I Primal Scream convincono e si lasciano incantare dal pubblico romano al Viteculture Festival
Il rock può stupire o coinvolgere, caricare o far emozionare come soltanto poche altre espressioni artistiche, ma ha anche il potere di rendere una serata completamente diversa da come era stata inizialmente immaginata. E’ questo il caso del live romano dei Primal Scream, nell’ambito del Viteculture Festival all’Ex Dogana, che ha visto chiamati a raccolta fedelissimi fan del gruppo scozzese e soltanto pochi altri curiosi attirati dall’ importanza rivestita dalla band nell’ambito della scena rock britannica (soprattutto durante gli anni ‘90).
Un pubblico, dunque, in buona parte ben motivato e pronto a raccogliere l’appello di un Bobby Gillespie, ancora in splendida forma, di battere le mani seguendo il ritmo serrato e coinvolgente di “Moving on Up” (brano tratto dal loro album più famoso, “Screamedelica”, con il quale è iniziato il concerto).

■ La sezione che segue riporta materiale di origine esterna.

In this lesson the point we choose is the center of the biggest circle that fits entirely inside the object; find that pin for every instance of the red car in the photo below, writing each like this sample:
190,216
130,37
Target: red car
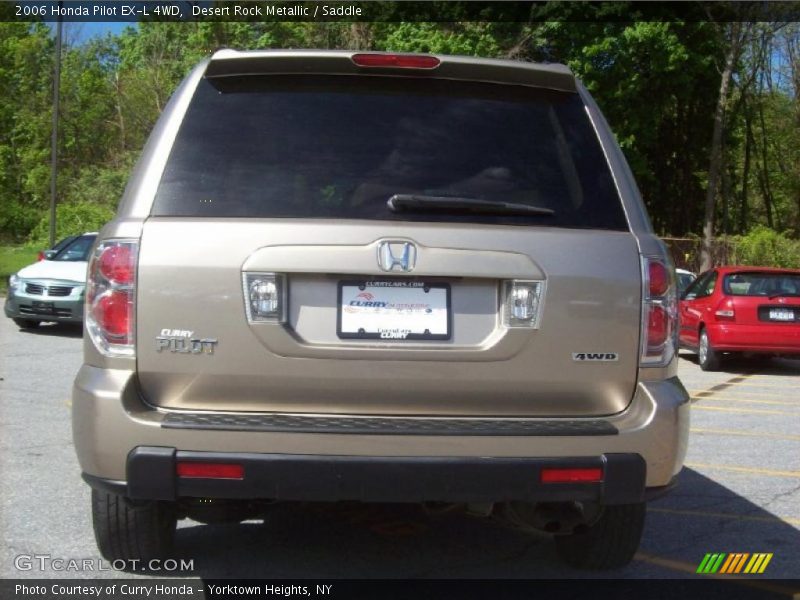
741,309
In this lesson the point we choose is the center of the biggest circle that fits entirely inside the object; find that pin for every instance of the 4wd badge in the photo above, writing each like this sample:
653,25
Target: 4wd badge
595,356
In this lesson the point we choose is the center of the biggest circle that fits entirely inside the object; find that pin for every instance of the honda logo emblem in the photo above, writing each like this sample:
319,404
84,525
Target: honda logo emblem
397,256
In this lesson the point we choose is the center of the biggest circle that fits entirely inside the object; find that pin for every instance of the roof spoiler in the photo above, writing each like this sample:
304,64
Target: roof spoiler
232,63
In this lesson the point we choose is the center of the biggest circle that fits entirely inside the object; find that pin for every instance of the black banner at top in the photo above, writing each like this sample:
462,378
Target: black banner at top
85,11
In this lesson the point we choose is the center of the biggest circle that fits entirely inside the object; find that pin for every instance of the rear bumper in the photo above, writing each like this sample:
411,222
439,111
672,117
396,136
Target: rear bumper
151,475
778,338
112,428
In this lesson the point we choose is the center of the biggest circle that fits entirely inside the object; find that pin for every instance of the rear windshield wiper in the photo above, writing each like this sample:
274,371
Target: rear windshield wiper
414,202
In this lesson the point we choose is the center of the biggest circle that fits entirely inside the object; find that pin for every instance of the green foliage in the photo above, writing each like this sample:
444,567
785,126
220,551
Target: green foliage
12,259
765,247
656,82
77,217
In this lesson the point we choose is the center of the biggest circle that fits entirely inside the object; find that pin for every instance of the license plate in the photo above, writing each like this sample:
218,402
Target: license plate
781,314
43,308
394,310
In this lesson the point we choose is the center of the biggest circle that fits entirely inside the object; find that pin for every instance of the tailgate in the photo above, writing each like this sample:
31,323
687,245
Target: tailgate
191,294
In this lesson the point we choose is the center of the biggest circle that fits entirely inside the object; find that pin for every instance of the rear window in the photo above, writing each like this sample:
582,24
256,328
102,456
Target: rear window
77,250
762,284
340,147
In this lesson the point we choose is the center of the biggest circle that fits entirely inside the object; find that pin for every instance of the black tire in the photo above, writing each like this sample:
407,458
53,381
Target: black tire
124,530
26,323
708,358
609,543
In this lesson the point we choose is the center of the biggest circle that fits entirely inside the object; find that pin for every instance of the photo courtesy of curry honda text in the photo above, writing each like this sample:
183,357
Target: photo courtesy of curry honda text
380,278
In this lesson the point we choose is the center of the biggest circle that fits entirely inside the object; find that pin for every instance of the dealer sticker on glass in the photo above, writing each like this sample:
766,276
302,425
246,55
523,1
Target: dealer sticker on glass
394,310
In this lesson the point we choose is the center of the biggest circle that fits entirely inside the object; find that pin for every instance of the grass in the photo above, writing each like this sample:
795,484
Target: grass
12,259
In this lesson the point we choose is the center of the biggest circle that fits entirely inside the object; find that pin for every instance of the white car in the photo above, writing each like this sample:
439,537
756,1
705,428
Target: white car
53,289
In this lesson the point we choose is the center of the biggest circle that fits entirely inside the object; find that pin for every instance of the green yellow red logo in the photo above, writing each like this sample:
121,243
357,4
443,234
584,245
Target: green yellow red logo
734,563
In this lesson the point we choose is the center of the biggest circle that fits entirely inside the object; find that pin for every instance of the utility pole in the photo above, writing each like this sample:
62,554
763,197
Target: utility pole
54,137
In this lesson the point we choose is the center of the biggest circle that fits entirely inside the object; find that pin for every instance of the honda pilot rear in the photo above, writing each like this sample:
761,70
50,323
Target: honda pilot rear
378,277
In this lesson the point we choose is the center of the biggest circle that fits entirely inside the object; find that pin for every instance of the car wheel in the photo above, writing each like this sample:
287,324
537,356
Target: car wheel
708,358
609,543
127,530
26,323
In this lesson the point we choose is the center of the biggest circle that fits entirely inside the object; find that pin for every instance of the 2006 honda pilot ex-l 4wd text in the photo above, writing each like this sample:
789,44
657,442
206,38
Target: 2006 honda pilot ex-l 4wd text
379,277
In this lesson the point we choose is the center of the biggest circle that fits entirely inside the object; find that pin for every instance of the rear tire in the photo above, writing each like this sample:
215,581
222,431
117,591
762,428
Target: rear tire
708,358
609,543
26,323
124,530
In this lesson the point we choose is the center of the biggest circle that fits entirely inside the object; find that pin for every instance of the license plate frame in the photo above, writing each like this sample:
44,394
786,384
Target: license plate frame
782,315
43,308
401,324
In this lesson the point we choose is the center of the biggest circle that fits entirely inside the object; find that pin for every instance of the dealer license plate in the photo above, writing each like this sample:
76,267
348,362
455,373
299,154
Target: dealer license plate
394,310
781,314
43,308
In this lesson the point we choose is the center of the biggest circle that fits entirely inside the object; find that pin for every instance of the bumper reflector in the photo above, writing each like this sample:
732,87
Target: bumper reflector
572,475
209,470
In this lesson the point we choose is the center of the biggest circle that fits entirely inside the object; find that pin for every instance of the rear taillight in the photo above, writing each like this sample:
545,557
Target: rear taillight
725,311
396,61
659,312
111,297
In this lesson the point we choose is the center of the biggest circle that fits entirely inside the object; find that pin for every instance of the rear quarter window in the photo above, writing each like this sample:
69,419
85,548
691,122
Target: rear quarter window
340,147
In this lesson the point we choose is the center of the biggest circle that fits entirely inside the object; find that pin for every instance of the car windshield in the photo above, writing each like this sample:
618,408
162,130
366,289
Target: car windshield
76,251
341,147
762,284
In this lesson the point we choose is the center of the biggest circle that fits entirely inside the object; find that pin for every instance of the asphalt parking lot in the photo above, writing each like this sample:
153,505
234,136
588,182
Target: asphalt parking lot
739,492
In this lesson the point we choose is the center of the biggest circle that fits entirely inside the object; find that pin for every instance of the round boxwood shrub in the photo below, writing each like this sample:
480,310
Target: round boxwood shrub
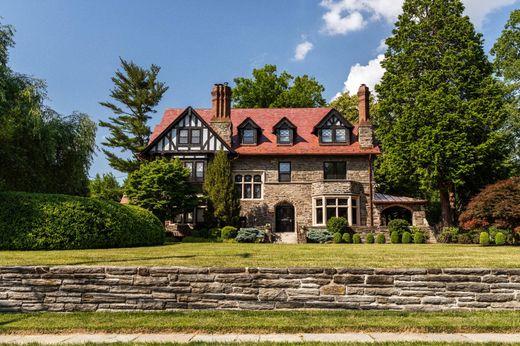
394,237
418,237
30,221
337,224
500,238
484,238
336,238
407,237
228,232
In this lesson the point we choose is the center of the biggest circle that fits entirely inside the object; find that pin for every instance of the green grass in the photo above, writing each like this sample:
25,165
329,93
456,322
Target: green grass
261,322
279,255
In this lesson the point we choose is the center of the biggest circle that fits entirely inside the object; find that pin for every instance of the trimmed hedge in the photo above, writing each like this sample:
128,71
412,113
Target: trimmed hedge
59,222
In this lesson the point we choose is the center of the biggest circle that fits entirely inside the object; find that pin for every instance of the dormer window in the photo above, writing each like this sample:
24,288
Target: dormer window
285,132
333,129
248,132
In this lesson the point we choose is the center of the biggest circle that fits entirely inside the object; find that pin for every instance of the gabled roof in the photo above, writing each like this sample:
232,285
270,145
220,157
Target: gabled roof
305,119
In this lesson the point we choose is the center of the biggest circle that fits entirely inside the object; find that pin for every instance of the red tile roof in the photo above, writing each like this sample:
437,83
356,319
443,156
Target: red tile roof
303,118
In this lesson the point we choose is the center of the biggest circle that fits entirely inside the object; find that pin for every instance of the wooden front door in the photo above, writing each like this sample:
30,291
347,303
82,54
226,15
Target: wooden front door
285,218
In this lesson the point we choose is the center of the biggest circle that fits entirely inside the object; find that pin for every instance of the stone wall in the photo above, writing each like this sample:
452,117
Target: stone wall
132,288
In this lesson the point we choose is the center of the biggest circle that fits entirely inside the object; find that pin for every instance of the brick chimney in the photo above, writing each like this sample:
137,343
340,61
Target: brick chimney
221,111
365,130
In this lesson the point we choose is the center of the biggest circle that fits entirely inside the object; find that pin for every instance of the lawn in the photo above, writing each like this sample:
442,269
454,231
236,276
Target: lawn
312,321
279,255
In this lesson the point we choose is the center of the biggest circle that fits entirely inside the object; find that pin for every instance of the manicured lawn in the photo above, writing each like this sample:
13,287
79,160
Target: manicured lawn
278,255
261,322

E se, non molto distante da qui, gli U2 rinnovano il loro mito anche attraverso tutte le meraviglie che la tecnologia ha messo giustamente a servizio del rock, sul palco dell’Ex Dogana i Primal Scream si affidano soltanto alle classiche armi del mestiere: energia, sensualità, sudore e coinvolgimento reciproco.

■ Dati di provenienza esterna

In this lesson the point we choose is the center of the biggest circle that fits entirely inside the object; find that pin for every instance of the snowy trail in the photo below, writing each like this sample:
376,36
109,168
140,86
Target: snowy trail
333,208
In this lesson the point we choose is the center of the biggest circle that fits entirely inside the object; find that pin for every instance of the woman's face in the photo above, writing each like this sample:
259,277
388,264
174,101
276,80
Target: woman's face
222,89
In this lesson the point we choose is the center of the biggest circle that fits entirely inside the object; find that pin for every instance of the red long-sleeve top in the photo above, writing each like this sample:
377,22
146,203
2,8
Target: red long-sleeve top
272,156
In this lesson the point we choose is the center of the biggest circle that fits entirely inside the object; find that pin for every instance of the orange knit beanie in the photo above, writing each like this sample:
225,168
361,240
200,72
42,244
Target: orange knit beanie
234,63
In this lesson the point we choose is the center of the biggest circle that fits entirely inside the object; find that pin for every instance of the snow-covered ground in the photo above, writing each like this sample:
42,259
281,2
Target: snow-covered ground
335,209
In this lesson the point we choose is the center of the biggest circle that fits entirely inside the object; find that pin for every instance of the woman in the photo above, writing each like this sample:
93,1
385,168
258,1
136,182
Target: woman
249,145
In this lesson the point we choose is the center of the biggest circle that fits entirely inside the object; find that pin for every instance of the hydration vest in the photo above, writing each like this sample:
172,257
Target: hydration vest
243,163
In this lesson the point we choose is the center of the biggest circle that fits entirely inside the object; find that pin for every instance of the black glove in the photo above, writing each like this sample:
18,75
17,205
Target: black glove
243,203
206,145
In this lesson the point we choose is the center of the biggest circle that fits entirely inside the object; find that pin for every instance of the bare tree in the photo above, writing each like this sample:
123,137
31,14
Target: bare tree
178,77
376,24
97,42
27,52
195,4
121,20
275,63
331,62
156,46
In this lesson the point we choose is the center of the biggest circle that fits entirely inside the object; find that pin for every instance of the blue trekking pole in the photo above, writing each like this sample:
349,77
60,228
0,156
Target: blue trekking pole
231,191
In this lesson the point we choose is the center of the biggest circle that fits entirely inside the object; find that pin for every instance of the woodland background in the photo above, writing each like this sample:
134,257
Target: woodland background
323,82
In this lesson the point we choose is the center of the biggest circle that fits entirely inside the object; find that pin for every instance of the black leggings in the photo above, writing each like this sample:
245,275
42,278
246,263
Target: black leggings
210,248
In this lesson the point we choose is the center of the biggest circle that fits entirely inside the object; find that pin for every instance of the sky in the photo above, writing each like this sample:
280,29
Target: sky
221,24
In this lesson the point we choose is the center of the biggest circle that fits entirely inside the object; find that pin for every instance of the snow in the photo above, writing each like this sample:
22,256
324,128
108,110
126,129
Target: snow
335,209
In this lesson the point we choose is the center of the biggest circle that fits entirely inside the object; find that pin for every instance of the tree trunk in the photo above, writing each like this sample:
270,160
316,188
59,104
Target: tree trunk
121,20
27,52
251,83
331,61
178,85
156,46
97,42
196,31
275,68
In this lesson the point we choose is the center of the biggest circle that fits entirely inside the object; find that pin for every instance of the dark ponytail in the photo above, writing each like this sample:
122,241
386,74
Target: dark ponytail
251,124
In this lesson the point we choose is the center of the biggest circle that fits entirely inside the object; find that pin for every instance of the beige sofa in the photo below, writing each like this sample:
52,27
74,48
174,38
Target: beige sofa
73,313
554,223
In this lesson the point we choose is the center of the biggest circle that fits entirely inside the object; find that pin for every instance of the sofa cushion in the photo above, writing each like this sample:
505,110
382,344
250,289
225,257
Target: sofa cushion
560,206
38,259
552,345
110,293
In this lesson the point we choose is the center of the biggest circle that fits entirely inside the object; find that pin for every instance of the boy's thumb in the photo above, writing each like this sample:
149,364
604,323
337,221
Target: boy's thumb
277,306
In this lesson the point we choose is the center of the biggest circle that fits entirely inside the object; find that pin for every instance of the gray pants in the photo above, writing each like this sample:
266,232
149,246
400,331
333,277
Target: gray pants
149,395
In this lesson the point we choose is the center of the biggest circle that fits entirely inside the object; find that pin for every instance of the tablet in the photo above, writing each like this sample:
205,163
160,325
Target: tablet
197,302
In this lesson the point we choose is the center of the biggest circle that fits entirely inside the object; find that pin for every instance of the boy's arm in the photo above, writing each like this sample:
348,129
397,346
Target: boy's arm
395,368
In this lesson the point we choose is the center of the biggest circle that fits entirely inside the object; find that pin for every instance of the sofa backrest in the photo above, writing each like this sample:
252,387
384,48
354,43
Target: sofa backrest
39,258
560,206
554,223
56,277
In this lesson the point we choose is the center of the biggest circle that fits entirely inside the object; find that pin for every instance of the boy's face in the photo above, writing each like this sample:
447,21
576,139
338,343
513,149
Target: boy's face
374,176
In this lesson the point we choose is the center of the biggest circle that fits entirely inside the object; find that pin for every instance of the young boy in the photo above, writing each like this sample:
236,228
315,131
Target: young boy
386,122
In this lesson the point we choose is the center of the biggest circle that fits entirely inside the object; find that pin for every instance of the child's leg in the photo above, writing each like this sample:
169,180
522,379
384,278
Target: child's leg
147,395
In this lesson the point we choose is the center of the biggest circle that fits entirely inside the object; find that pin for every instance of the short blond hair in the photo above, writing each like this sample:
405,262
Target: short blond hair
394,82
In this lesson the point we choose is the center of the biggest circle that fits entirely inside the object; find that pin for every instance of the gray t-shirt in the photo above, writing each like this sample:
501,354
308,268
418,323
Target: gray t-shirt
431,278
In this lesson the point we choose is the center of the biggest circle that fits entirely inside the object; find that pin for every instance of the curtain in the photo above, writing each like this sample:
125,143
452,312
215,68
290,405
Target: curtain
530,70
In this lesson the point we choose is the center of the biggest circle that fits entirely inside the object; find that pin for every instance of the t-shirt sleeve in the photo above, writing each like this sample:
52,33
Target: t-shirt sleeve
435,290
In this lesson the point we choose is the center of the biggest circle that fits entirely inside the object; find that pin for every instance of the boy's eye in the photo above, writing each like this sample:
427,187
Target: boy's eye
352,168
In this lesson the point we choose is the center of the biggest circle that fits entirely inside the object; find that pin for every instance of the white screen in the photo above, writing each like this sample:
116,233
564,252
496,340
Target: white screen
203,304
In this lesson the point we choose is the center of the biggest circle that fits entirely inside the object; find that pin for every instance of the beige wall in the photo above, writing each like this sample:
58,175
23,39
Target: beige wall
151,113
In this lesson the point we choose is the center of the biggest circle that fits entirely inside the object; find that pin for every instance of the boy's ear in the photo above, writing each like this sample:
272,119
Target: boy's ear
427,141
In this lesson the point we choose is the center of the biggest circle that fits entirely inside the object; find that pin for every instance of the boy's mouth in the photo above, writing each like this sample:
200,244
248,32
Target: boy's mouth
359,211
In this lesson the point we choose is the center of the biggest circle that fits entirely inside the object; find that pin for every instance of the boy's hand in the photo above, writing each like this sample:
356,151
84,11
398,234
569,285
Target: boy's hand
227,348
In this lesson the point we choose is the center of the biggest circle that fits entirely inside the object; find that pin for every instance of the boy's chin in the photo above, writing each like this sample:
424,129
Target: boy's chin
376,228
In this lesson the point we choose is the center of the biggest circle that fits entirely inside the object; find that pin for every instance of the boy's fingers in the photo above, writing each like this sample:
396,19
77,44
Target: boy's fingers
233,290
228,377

Un messaggio ben recepito dai presenti che si lasciano trasportare anche dalle più psichedeliche vibrazioni del successivo brano in scaletta, “Slip Inside This House” (una cover ben elaborata dei fantastici 13th Floor Elevators). Tanto per ribadire che i Primal Scream si muovono nel solco della tradizione rock con vaghe reminescenze blues (Mick Jagger e soci sono sicuramente un faro per loro), ma hanno da sempre saputo inserire elementi diversi (elettronica, psichedelia, dance, post punk, soul) nella loro musica, diventando, soprattutto con “Screamedelica” del 1991, una band capace di creare un sound innovativo e sfaccettato. E per fare ciò anche sul palco romano Gillespie si avvale del contributo di validi collaboratori come l’ottimo Andrew Innes alla chitarra, Martin Duffy alle tastiere, Darrin Mooney alla batteria e la puntuale Simone Butler al basso, tutti impegnati nel rendere al meglio un repertorio che trascura abbastanza il recente, controverso album “Chaosmosis” e si concentra maggiormente su una selezione di brani importanti e molto coinvolgenti che appartengono, soprattutto, ad un glorioso passato.

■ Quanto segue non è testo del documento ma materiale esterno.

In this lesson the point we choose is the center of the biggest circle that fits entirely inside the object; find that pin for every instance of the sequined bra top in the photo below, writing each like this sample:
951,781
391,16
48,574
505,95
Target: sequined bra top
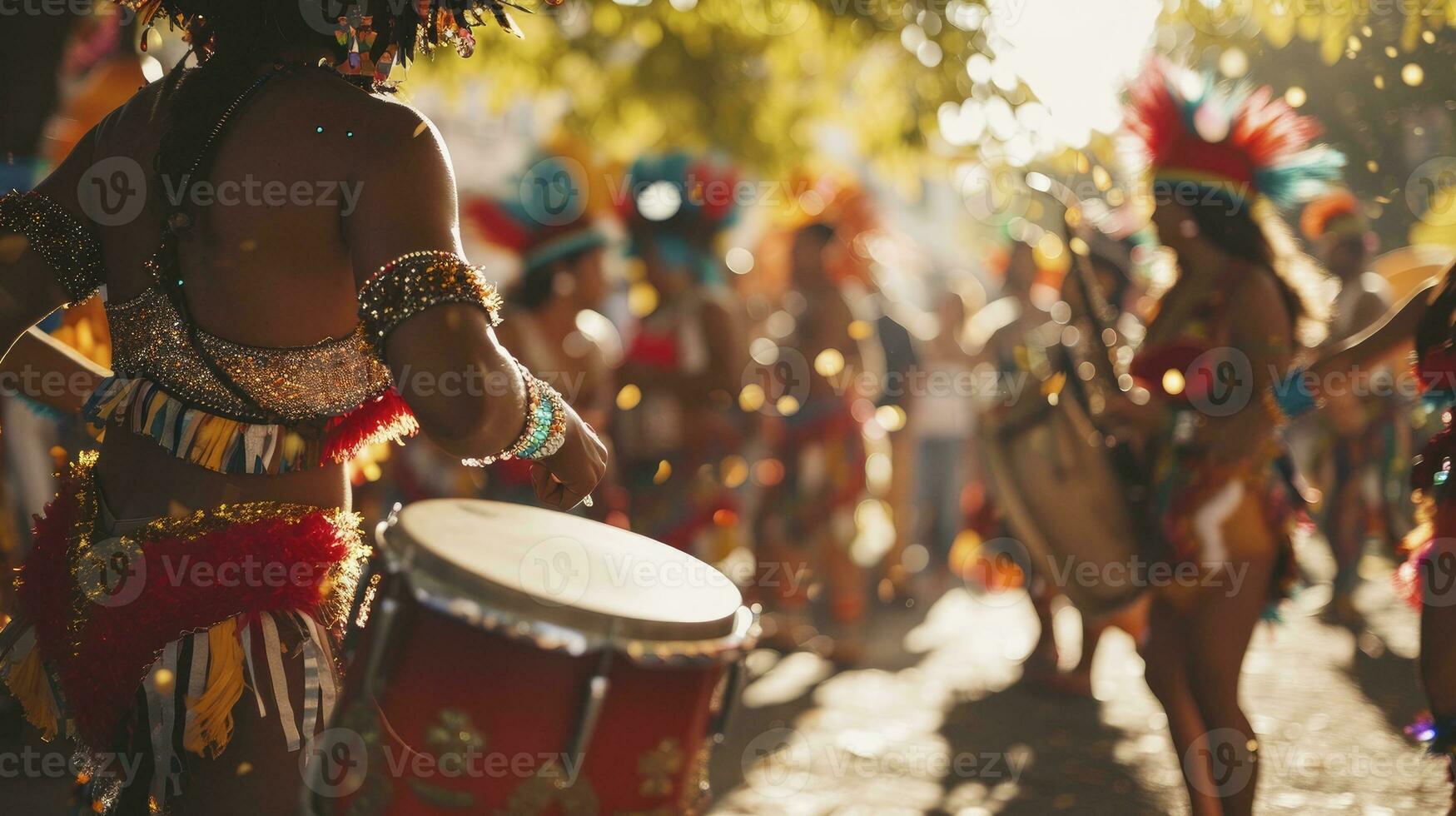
299,384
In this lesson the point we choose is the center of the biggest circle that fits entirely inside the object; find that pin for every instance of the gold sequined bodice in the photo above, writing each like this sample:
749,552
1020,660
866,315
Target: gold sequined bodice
296,384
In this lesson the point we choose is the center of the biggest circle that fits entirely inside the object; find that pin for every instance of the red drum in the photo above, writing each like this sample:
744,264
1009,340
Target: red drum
511,659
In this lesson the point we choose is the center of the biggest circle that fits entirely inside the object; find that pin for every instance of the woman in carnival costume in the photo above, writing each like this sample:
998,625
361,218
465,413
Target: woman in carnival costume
229,423
1224,161
1359,437
1426,322
686,359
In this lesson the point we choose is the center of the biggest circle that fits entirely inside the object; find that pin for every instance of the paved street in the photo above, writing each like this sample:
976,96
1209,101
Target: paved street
935,720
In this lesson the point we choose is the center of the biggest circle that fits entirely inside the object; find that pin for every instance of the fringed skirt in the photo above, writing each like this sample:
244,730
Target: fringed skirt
142,637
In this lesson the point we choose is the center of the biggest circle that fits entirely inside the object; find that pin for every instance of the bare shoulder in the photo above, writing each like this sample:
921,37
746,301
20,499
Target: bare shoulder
136,122
395,127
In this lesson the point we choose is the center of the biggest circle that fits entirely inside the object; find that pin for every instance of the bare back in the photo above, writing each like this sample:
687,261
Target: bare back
266,262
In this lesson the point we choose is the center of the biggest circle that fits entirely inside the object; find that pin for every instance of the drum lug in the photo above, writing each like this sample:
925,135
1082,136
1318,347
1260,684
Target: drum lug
590,710
725,705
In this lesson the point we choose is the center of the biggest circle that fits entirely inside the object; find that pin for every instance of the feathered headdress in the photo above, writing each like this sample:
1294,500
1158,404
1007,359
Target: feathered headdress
546,221
682,202
380,32
1334,213
1236,140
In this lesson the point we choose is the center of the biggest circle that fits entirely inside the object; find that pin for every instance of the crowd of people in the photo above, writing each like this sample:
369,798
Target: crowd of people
736,408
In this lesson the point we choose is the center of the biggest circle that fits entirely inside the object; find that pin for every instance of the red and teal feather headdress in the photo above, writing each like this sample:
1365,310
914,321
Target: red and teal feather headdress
1236,140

Ed è proprio uno di questi, il famosissimo “Loaded”, che scatena definitivamente il pubblico, unito e semplicemente splendido nell’improvvisare un efficace ed interminabile coro che sorprende e carica ulteriormente Bobby e gli altri musicisti sul palco (felici di avvalersi di questa insperata e preziosa collaborazione). Via così, dunque, verso il gran finale che contempla “Rocks” (tratta da “Give Out but Don’t Give Up”) e, naturalmente, due bis conclusi dalla splendida “Come Together” (ancora da “Screamedelica”).